The student, Abdullah Ezzeldin Taha Mohamed Hassan, a citizen of Egypt, interacted with an F.B.I. informant he met online. After the informant told Mr. Hassan that it may be God’s will for the informant to “act here,” Mr. Hassan, 18, encouraged the informant to attack government buildings and sent a link to a video with bomb-making instructions, according to an affidavit filed on Monday by an F.B.I. agent.
When the informant, posing as an eager co-conspirator, told Mr. Hassan he was in New York, the student replied that the city was a “goldmine of targets” and that the best choice for an attack would be a building representing the “Yahud” — the Arabic word for Jews. The next day, Mr. Hassan sent the informant the address of the Israeli consulate general in the city.
“Two options: lay havoc on them with an assault rifle or detonate a TATP vest in the midst of them,” Mr. Hassan wrote, referring to an explosive compound.
He was arrested on Tuesday in Falls Church, Va., according to court documents. The charge he faces carries a maximum sentence of 20 years in prison.
George Mason, a public university in Fairfax, a suburb of Washington, enrolls about 40,000 students. It’s the largest public research university in Virginia, and also claims to be the state’s most diverse. The law school, which was renamed after Justice Antonin Scalia in 2016, has become a hub of conservative legal scholarship and has employed several conservative sitting Supreme Court justices as instructors.
Paul Allvin, a spokesman for the university, confirmed that Mr. Hassan was a freshman at the school studying information technology. He did not live on campus and was banned from university property after it learned of his arrest on Tuesday, Mr. Allvin said.
The school’s police department took part in a raid on a shared off-campus home in November and later issued campus bans to two leaders of the school’s chapter of Students for Justice in Palestine who lived there.
The university said the search produced “sufficient amounts of weaponry and materials calling for violence against Americans and in particular Jews to warrant immediate precautionary action to maintain the safety of the university community.” No criminal charges have been brought in connection to the raid, according to a spokeswoman for the county prosecutor. The raid provoked an outcry from campus and national organizations that said the students were targeted for their pro-Palestinian advocacy.
Mr.

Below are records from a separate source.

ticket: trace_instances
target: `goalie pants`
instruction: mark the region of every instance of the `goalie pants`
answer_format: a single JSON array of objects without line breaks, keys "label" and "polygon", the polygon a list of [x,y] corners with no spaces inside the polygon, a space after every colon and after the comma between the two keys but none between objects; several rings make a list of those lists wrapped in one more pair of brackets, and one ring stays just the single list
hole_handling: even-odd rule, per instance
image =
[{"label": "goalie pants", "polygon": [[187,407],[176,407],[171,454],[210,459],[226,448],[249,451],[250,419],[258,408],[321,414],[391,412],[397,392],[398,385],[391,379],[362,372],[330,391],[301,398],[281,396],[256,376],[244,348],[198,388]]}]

Allvin said there did not appear to be any connection between that raid and Mr. Hassan’s arrest.
The university has taken additional security measures, Mr. Allvin said, including maintaining close ties with local and federal law enforcement and developing the first fully equipped university SWAT team in Virginia.

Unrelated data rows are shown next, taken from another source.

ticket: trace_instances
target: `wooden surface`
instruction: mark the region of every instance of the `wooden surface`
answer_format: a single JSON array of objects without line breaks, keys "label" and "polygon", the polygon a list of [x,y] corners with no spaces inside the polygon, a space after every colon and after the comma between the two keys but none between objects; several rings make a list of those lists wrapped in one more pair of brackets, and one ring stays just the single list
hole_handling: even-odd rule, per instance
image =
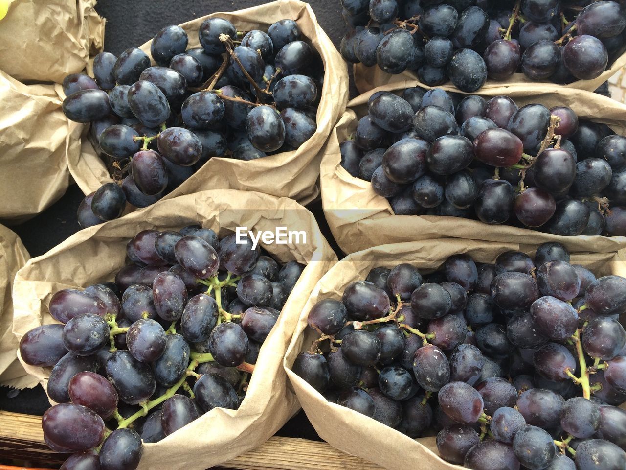
[{"label": "wooden surface", "polygon": [[[41,417],[0,410],[0,459],[56,465],[67,456],[53,452],[43,442]],[[1,467],[0,467],[1,468]],[[274,437],[260,447],[216,468],[240,470],[382,470],[344,454],[326,442]]]}]

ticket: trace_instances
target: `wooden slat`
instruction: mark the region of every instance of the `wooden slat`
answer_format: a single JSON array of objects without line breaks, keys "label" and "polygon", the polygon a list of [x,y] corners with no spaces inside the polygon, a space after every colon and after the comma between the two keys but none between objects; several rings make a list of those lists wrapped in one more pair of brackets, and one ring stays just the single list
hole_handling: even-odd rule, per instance
[{"label": "wooden slat", "polygon": [[[66,455],[53,452],[43,441],[41,417],[0,410],[0,458],[61,463]],[[324,462],[321,467],[321,462]],[[381,470],[326,442],[274,437],[259,447],[222,464],[240,470]]]}]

Mr. Hassan is already in deportation proceedings, according to court documents. He was interviewed by the F.B.I. in 2022, when he was a juvenile, because of his online expressions of support for the terrorist group ISIS, according to the affidavit.
Mr. Hassan’s public defender, Cadence Mertz, said she had no comment.

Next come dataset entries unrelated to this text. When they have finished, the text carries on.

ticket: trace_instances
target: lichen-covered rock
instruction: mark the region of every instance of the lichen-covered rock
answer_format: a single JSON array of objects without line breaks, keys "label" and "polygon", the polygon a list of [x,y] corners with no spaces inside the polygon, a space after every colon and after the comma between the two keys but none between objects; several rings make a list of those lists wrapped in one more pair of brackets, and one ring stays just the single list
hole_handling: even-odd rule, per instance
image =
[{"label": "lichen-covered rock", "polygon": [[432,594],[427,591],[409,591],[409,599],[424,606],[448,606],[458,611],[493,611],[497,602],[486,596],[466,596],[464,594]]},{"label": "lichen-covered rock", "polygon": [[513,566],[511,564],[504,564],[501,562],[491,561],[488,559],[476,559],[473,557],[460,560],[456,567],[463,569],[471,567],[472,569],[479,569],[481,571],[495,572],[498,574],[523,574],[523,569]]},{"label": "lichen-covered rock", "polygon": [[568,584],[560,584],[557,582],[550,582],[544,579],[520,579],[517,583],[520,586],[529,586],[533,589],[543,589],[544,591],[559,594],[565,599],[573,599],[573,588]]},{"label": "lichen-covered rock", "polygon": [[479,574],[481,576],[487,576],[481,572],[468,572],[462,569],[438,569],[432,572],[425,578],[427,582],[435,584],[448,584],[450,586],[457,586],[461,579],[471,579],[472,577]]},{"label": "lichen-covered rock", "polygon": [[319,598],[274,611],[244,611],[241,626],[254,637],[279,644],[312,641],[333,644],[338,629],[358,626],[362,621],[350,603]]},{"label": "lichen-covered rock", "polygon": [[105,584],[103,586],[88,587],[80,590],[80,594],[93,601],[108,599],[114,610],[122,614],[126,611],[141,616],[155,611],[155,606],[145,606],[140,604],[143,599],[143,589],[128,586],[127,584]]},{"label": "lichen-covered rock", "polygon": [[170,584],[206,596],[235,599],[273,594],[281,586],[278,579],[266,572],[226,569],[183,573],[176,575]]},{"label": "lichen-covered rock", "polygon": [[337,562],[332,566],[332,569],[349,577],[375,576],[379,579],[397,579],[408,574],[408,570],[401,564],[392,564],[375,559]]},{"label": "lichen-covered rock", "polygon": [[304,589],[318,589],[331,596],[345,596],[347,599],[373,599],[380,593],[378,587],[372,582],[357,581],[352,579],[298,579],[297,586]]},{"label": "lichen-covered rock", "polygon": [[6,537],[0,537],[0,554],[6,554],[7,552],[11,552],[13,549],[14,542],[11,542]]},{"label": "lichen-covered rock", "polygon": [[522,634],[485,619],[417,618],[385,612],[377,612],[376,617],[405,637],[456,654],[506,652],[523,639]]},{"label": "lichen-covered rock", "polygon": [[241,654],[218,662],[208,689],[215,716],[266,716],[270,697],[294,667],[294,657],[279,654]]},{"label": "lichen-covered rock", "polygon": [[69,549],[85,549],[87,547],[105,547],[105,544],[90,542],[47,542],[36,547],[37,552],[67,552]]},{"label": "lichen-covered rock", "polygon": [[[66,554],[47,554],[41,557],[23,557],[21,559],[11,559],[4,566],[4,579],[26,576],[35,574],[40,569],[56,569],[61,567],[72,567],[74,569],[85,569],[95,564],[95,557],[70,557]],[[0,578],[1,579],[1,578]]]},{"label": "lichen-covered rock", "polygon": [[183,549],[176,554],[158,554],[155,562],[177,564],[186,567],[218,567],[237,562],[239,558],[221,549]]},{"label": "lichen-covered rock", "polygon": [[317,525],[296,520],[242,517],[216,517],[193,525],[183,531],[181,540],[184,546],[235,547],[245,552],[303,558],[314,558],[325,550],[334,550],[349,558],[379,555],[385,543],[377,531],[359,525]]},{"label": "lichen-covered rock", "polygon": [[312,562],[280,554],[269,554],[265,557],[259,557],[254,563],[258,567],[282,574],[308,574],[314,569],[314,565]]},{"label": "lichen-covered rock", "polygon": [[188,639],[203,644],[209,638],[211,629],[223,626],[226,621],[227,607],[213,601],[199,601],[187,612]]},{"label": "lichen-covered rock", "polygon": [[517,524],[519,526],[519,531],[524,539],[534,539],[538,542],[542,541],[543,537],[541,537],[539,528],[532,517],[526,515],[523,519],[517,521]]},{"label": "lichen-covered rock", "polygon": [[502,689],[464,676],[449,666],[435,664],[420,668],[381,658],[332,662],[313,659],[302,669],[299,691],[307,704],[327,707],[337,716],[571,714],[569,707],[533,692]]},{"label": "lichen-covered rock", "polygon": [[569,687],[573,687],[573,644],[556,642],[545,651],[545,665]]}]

In May, the F.B.I. received information from the Fairfax County Police Department regarding an anonymous tip about an X user based in Virginia who made posts supporting ISIS and Hamas. In August, the F.B.I. informant commented on a post that the agency had determined was made by Mr. Hassan, and then began corresponding with him on Telegram.
In November, Mr. Hassan sent the informant “a pro-ISIS video that called for the killing of Jews,” according to the affidavit. After the informant told him he pledged allegiance to the leader of ISIS and said he was waiting on Mr. Hassan’s direction, the two men began discussing a plan for the informant to undertake a terror attack.
In late November, Mr. Hassan asked the informant how far away he was from buying the materials to build a bomb. When the informant responded that he was studying timers and had obtained most of the materials, Mr. Hassan responded “good work.”
A few days later, he offered advice on the size of ball bearings to be used as shrapnel.In another court filing, the F.B.I. indicated it was also investigating him for providing material support or resources to a “Foreign Terrorist Organization.”